The customers could purchase and pay online, drive to the curb and leave with their product.

Lucinda’s interest in sewing

“I started my first project of sewing in high school making an apron,” she said. “Then I didn’t touch sewing for 20 years. What really made me start sewing again was when I was pregnant and could not find maternity clothes to fit me. My twins were really large, and my stomach was extra huge.”

She said that struggle made her buy a sewing machine. The thing is . . . she botched the clothes.

“I botched and botched my clothes until I got it right,” she said.

At the time, she was interested in entrepreneurship. She was a cosmetologist, but she knew it wasn’t safe to inhale those chemicals for decades because they could have been damaging to her health.  

Lucinda loved sewing and knew she wanted to do it. She started sewing part-time at home for her hair clients.

 She had four children — one was sick at the time – and knew she needed more money.

“Being a black single mom, there were not a lot of opportunities then,” she said. “What got me interested was there were so many things you could make. You could make a very profitable business sewing. You can decide what specialty you want – apparel or home décor.”

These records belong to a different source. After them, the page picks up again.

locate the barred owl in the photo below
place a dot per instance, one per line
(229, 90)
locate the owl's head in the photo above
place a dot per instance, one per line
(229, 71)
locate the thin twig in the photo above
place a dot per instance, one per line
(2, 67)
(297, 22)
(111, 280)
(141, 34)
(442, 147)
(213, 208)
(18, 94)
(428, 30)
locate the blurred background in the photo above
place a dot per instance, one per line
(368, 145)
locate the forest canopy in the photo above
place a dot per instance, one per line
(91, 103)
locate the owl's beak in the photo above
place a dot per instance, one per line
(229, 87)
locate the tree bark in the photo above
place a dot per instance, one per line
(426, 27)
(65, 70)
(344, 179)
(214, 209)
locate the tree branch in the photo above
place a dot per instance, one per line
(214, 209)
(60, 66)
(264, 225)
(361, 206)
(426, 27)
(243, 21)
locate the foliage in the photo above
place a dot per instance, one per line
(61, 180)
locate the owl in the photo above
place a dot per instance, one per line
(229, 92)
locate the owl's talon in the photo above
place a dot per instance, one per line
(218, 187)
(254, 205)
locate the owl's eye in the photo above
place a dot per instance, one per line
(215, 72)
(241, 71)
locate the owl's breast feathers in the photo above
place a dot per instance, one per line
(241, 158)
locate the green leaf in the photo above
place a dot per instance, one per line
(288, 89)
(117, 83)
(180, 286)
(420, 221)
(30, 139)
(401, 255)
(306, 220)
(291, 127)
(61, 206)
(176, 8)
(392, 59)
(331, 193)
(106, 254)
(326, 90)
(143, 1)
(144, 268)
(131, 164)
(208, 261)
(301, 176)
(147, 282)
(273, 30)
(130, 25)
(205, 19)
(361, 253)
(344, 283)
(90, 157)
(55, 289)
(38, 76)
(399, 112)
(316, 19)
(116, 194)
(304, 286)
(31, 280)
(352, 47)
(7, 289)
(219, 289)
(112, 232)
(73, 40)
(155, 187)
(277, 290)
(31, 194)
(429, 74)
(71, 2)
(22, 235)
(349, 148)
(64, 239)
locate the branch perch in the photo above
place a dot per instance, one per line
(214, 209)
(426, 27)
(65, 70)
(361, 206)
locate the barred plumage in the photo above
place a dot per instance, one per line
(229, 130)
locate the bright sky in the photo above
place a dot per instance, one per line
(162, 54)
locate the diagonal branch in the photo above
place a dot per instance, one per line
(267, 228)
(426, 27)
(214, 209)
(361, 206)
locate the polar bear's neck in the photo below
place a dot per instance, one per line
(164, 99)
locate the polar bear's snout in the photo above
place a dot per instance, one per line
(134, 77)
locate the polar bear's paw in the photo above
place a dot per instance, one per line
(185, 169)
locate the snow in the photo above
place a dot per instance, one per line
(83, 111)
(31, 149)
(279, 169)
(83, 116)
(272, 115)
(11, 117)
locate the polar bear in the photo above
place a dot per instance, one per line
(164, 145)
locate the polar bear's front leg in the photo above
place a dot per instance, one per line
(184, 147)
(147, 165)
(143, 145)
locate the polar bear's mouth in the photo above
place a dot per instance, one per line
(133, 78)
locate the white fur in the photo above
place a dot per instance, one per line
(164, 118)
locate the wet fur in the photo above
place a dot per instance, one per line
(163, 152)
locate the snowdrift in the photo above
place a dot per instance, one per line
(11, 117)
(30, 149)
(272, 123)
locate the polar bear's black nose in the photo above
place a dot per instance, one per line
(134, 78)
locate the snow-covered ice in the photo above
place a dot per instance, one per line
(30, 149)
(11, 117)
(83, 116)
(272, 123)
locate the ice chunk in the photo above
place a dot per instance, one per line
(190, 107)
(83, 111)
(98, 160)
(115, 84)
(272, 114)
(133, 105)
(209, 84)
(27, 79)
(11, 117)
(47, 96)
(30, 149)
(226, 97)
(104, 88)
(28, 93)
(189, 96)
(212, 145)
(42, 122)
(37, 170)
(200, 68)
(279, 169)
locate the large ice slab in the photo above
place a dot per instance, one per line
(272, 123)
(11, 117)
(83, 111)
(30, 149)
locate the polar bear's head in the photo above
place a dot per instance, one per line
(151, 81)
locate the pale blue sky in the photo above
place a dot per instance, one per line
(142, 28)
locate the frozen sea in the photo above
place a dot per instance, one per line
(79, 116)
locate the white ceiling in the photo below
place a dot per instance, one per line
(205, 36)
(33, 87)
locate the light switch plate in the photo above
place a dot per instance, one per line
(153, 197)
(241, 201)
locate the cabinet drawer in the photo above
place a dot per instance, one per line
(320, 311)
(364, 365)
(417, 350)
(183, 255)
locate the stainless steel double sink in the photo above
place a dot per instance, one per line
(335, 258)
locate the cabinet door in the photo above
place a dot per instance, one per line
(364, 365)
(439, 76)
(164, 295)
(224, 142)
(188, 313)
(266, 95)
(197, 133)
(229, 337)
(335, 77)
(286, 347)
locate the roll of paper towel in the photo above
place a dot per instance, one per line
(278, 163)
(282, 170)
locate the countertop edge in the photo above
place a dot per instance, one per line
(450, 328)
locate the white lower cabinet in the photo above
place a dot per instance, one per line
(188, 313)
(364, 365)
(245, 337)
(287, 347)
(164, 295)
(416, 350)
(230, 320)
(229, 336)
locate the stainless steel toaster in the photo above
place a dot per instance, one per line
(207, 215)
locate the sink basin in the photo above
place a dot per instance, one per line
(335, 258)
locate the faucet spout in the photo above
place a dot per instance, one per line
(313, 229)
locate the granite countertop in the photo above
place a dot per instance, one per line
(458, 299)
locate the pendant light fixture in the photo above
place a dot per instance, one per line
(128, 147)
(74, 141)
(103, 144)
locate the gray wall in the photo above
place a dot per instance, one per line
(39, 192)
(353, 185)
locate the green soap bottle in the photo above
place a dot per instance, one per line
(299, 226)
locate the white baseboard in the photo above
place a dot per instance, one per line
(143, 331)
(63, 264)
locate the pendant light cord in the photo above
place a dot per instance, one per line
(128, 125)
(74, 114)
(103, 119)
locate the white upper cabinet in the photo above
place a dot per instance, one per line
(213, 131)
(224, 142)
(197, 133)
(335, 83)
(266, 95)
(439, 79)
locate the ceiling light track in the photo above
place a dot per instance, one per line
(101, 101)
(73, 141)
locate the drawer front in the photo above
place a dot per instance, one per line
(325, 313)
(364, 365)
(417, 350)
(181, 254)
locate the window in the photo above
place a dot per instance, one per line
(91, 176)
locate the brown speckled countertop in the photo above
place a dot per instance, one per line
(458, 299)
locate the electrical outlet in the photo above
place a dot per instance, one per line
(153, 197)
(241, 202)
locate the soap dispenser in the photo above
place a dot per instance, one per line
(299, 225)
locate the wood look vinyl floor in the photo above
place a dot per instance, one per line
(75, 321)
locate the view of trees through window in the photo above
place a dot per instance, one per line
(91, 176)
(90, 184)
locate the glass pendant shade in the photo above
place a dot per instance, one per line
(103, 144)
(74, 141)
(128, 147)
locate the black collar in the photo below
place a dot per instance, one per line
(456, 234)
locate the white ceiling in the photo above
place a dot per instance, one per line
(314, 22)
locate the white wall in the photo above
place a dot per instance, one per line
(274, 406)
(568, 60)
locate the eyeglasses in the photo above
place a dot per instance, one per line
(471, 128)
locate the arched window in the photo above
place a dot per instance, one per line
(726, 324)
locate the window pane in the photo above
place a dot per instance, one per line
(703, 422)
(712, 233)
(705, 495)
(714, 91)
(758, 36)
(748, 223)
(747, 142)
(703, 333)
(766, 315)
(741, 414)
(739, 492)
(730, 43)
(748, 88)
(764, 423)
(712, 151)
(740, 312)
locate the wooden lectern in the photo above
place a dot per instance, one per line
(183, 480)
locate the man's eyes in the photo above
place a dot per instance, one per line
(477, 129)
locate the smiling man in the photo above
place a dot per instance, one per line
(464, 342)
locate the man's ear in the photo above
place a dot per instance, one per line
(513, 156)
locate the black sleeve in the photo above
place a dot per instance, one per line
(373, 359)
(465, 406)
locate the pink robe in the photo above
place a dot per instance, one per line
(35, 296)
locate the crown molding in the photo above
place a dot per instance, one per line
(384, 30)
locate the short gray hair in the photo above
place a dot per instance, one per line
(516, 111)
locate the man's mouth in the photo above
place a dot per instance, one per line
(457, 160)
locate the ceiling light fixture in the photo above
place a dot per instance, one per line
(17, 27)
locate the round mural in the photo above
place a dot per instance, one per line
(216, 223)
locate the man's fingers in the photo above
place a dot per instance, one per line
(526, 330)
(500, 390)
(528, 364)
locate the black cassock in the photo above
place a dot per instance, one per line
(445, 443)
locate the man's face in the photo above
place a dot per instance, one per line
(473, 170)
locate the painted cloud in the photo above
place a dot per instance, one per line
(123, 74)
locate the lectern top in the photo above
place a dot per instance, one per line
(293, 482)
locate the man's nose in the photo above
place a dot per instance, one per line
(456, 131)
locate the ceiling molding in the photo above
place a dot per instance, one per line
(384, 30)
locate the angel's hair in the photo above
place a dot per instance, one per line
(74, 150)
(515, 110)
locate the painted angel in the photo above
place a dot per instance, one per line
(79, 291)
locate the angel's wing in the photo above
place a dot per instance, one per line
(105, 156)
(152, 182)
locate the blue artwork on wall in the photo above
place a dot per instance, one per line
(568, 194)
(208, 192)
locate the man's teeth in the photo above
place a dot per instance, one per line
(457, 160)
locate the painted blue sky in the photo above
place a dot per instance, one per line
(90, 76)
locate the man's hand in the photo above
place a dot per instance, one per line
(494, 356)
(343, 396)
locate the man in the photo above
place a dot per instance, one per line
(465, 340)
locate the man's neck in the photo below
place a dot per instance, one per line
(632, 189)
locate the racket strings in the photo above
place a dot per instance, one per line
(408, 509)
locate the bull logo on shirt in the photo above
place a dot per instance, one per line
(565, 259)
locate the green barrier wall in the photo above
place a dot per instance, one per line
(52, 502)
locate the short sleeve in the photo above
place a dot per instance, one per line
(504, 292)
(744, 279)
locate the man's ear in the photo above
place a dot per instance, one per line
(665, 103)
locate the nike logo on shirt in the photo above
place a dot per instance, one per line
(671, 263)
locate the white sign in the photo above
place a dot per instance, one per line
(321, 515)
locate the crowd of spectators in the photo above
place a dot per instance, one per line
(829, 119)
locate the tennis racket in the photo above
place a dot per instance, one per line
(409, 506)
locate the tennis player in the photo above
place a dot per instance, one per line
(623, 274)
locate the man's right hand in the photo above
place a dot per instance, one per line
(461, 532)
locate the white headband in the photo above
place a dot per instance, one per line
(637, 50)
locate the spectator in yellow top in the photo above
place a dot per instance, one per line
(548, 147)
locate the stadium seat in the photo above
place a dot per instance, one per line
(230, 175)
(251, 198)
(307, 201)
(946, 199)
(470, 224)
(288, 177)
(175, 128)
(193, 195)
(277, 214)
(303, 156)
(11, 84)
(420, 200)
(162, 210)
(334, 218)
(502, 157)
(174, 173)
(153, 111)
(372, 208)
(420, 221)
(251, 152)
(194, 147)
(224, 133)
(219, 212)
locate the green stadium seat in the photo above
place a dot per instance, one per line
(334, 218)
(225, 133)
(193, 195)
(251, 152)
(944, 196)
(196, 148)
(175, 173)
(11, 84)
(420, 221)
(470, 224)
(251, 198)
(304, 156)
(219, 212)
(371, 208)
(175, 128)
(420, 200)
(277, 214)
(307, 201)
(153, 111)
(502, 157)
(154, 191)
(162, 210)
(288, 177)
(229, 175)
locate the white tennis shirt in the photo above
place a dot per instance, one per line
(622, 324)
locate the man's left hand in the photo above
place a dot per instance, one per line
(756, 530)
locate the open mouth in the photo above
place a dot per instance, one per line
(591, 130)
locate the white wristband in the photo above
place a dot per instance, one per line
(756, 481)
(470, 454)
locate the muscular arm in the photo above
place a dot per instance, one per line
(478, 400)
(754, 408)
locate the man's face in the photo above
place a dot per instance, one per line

She opened her business in 1997.

“I did it because there was a need for alterations and plus-size clothing,” she said. “Plus-size people want to look nice – especially older women.”

She was working as a supervisor for a hotel’s laundry room and hated it. She said a lot of people hate what they do but must do it to get ahead. But she knew when it was time to quit.

Why custom?

“Custom is something where you can’t find anywhere else,” she said. “You don’t want to walk in someone’s home and see the same pillows you have from TJ Maxx or Marshalls. You are personalizing your home. I don’t like people to have the same type of style.”

She said she believes someone who does sewing for custom projects could never go hungry because the options are not limited. She said people can do handbags, blankets, pillows and so much more.

“Sewing is a beautiful art that God has given to me,” she said. “And I am so thankful. When God gives you a gift, he knows what he was doing when he gave it to you,” Lucinda said.